Nem Camões resiste no abandono da nossa identidade
Sugiro-te aqui, para vergonha das nossas instituições e ‘elites’, que faças chegar a notícia ao Brasil, Angola, Moçambique ou quiçá Timor.
Foi apresentando-os um a um, numa ciclópica tarefa, paciente, devotada e rigorosa, até chegar a completar o livrinho de Camões. Um acto que deveria, de há muito, ter sido devidamente assinalado pela comunicação social, e refiro-me, particularmente, ao silêncio impante das televisões, já que este e outros jornais não deixaram de o registar.
Jornalismo, que eu saiba, é muito de investigação e do estar atento à realidade. Não me parece que devam ser as notícias que correm atrás da comunicação social, mas justamente o contrário. Só que os canais de televisão portugueses – mesmo os ‘pobrezinhos e que moram longe’ – se habituaram a serem procurados em vez de procurar por causa dos célebres ‘5 minutos de fama’ de que falou Andy Warhol. À mistura com o tele-lixo e o sensacionalismo descartável que abraçaram mais a agonia de serviço público. Aliás, este mesmo projecto de que falo poderia, em tempos civilizados, ser muito bem um bom conteúdo programático televisivo – ou ponto de partida para ele – e não só notícia.
Criticado este poder fáctico, de enorme (ir)responsabilidade na (de)formação das pessoas, para que não se pense que sou vesgo e estou só ‘preocupado’ em ‘zurzir’ no poder político, posso agora falar deste com as suas decisões, por um lado, e ‘esquecimento’ por outro, incríveis; apesar de, nesta idade, neste meridiano, neste país, já ter o dever de estar habituado a situações absolutamente patéticas, de que poderia dar inúmeros exemplos. Mas, ao menos Camões, e no ano em que se comemoram os 850 anos da nossa Língua, pensei que pudesse escapar da indiferença com que se trata a nossa identidade cultural. Tanto mais que a ‘confusão’ do acordo nem se põe porque o texto é dito e não ortografado.
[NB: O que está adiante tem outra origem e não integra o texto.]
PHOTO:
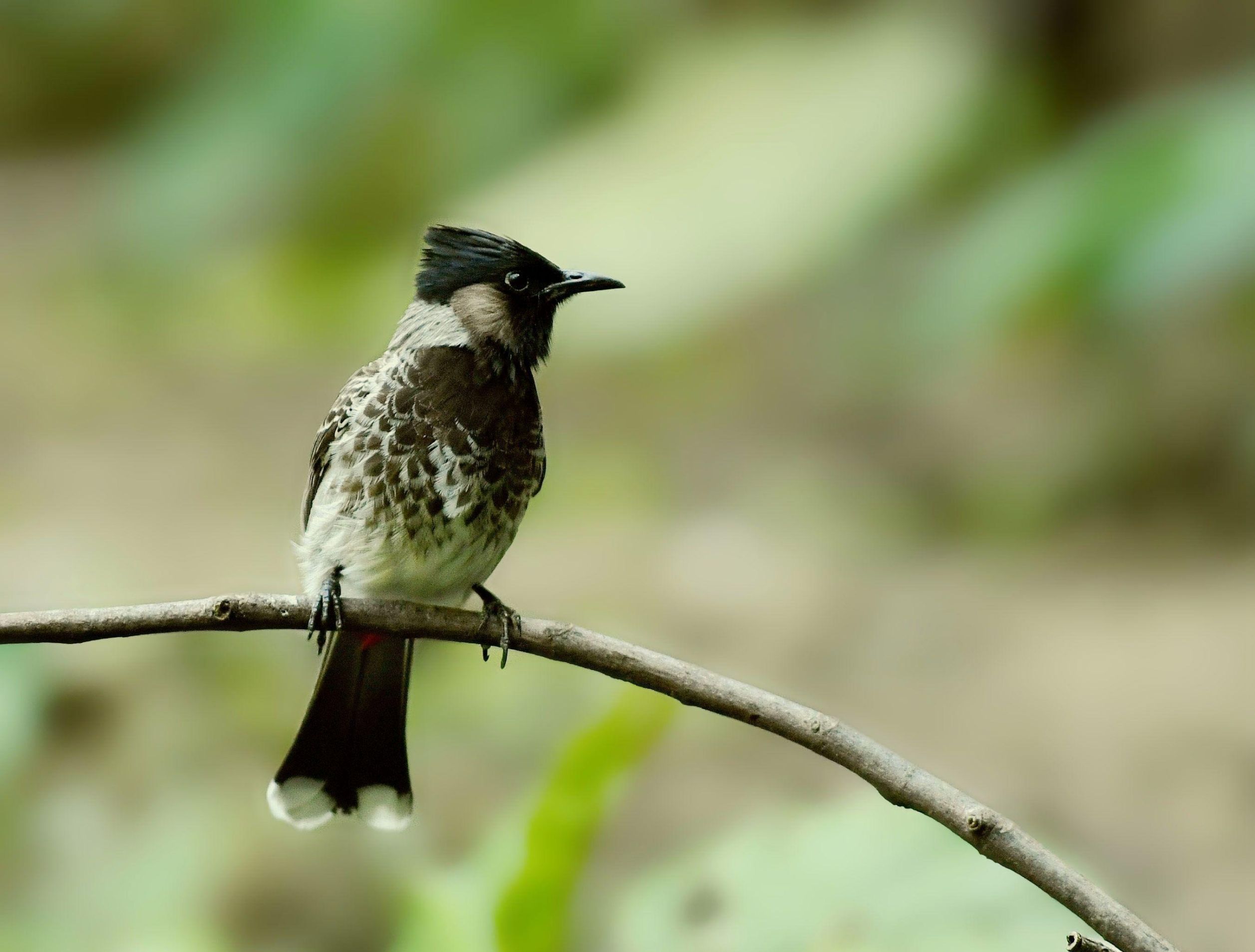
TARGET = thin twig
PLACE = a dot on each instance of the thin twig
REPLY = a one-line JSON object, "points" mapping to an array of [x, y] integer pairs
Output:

Uma vergonha para as tutelas da cultura e da educação, para a organização do 10 de Junho pela presidência da República e por essa comissão que celebra o aniversário da Língua Portuguesa. Mas não só: para todas as instituições políticas, cívicas e culturais que passem ou passam ao lado da descaracterização da citada identidade cultural, incluindo os meios académicos, seja neste ou noutros casos. Ao contrário da bandeira com que os republicanos ergueram Camões, retirando-o mesmo aos monárquicos, que também o queriam seu, até parece que o sentimento patriótico (não nacionalista xenófobo) é uma antiguidade. Com uma cegueira tal que nem se dão conta que são Amália, José Afonso, Carlos do Carmo, Mariza, Resistência, Luís Cília, Madredeus, Camané, Naifa e outros que cantam em português, e assumiram essa matriz, quem é conhecido ‘lá fora’.
Mas que fique claro: o António Fonseca não me pediu nada, nem tem nada a ver com o que aqui digo. A única coisa que me pediu – num e-mail presumivelmente enviado para muitos em bcc – foi a adesão ao seu projecto de gravação através dessa coisada chamada crowdfunding, que, entre nós, não funciona de todo. Eu é que senti tanta vergonha como português, nem tanto como artista, que achei-me no dever de dar pública nota do facto, por paradigmático e revelador que é. Infelicidade a dele, pois tivesse nascido uns 400 quilómetros a leste de Santo Tirso, sua terra natal ao que julgo, e fosse o “Dom Quixote” a ser narrado, o próprio Instituto Cervantes lhe pediria – pediria sim – que lhe permitisse associar-se ao projecto, contribuindo com a divulgação dessa gravação e fazendo circular o espectáculo por escolas e não só, potenciando-o dentro e fora de fronteiras, com apoio financeiro, logístico e científico.
Mas como não é esse o caso, olha, António - uma vez que tenho a certeza que não queres gravar só o canto IX como banda sonora de fundo em formato vídeo com as ninfas a desfilar, figuradas por ‘boazonas’ de calendários de camionista ou esqueléticas adolescentes desnudadas - por causa das audiências para teres um patrocinador, sugiro-te aqui, para vergonha das nossas instituições e ‘elites’, que faças chegar a notícia ao Brasil, Angola, Moçambique ou quiçá Timor. Lá não há um Instituto Camões, mas há a Língua Portuguesa como factor de identidade agregadora dos povos. Quem sabe?